Model Selection

Matthieu Bloch

April 9, 2020

Model selection

  • A model is a mathematical representation of a function such as a classifier, regression function, etc.
    • Might have several free parameters not determined by the learning algorithm
    • Choice of free parameters has huge impact on performance
    • Choosing the value of free parameters is the problem of model selection
Method Parameter
Polynomial regression polynomial degree \(d\)
Ridge regression \(\lambda\)
SVMs margin violation constraint \(C\)
Kernel methods kernel choice
\(K\) nearest neighbor \(K\)

Model selection issue

  • We need to select appropriate values for the free parameters
    • All we have is the training data
    • We must use the training data to select the parameters
  • Free parameters usually control the balance between underfitting and overfitting
    • Left free because we don’t want to let the training data influence their selection (almost always leads to overfitting)
    • Example 1: what happens if we let training data determine the degree in polynomial regression?
    • Example 2: what happens if we let training data set the number neighbors in NN classification?
  • We have considered two approaches so far
    • VC approach: \(R(h)= \widehat{R}_N(h)+\textsf{excess risk}\)
    • Bias-variance approach: \(R(h)=\textsf{bias}^2+\textsf{variance}\)
  • Validation approach: try to estimate \(R(h)\) directly

Principle of validation

  • In addition to training data \(\calD\), suppose we have access to another validation set \(\calV\eqdef\{(\bfx_i,y_i\}_{i=1}^K\)

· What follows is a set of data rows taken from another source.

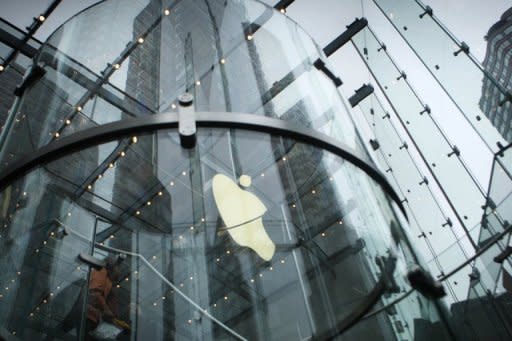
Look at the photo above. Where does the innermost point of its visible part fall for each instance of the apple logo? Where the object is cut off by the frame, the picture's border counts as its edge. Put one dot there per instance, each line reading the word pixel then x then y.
pixel 244 212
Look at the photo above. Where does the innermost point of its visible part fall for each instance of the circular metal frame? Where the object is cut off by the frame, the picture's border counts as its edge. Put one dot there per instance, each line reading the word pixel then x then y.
pixel 119 129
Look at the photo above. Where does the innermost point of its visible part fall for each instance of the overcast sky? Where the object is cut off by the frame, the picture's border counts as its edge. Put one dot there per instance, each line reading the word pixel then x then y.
pixel 469 20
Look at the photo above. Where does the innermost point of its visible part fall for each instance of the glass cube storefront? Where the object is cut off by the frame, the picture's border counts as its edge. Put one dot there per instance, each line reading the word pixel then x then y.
pixel 276 229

  • Assume \(h\) selected from training set \(\calD\) and use the validation to form an estimate \[\widehat{R}_{\textsf{val}}(h)\eqdef\frac{1}{K}\sum_{i=1}^K\ell(h(\bfx_i),y_i)\]

  • How accurate is the estimate? \[\E{\widehat{R}_{\textsf{val}}(h)} = R(h)\qquad \Var{\widehat{R}_{\textsf{val}}(h)}=\frac{\sigma^2}{K}\textsf{ with }\sigma^2\eqdef\Var{\ell(h(\bfx),y)}\]
    • In general \(\widehat{R}_{\textsf{val}}(h)=R(h)\pm \calO(\frac{1}{\sqrt{K}})\)
  • Question: where is the validation set coming from?
    • Split the original set of \(N\) data points into training (\(N-K\) points) and validation (\(K\) points)?
    • \(\calD\eqdef\{(\bfx_i,y_i)\}_{i=1}^{N-K}\) and \(\calV\eqdef\{(\bfx_i,y_i)\}_{i=K+1}^{N}\)
    • Small \(K\) leads to poor estimation accuracy
    • Large \(K\) leads to high estimation accuracy… of what?

Validation vs testing

  • How is validation different from testing?
    • \(\widehat{R}_{\textsf{val}}(h)\) can be used to make learning choices
    • If an estimate of \(R(h)\) affects learning, it is no longer testing
    • A test set is unbiased, a validation test has an optimistic bias
    • Assume two hypotheses \(h_1\) and \(h_2\) such that \(\E{R(h_1)}=\E{R(h_2)}=p\).
    • Assume \(\widehat{R}_{\textsf{val}}(h_1)\) and \(\widehat{R}_{\textsf{val}}(h_2)\) independent and distributed according to uniform distribution in \([p-\eta;p+\eta]\).
    • Pick \(h=\argmin_{h_1,h_2}\widehat{R}_{\textsf{val}}(h)\). Then \(\E{R(h)}<p\)
  • Using validation for model selection

  • Effect of bias

Data contamination

  • Three estimates of the risk \(R(h)\)
    • \(\widehat{R}_{\textsf{train}}(h)\): totally contaminated
    • \(\widehat{R}_{\textsf{test}}(h)\): totally clean
    • \(\widehat{R}_{\textsf{validation}}(h)\): partially contaminated
  • Dilemma: we would like \(R(h)\approx R(h^{-})\approx\widehat{R}_{\textsf{val}}(h^{-})\)

  • Can we do this?
    • Leave one out cross validation
    • \(k\)-fold cross validation
  • Remarks
    • For \(k\)-fold cross validation, the estimate depends on the particular choice of partition
    • It is common to form several estimates based on different random partitions and then average them
    • When using \(k\)-fold cross validation for classification, you should ensure that each of the sets \(\calD_j\) contains training data from each class in the same proportion as in the full data set (stratification)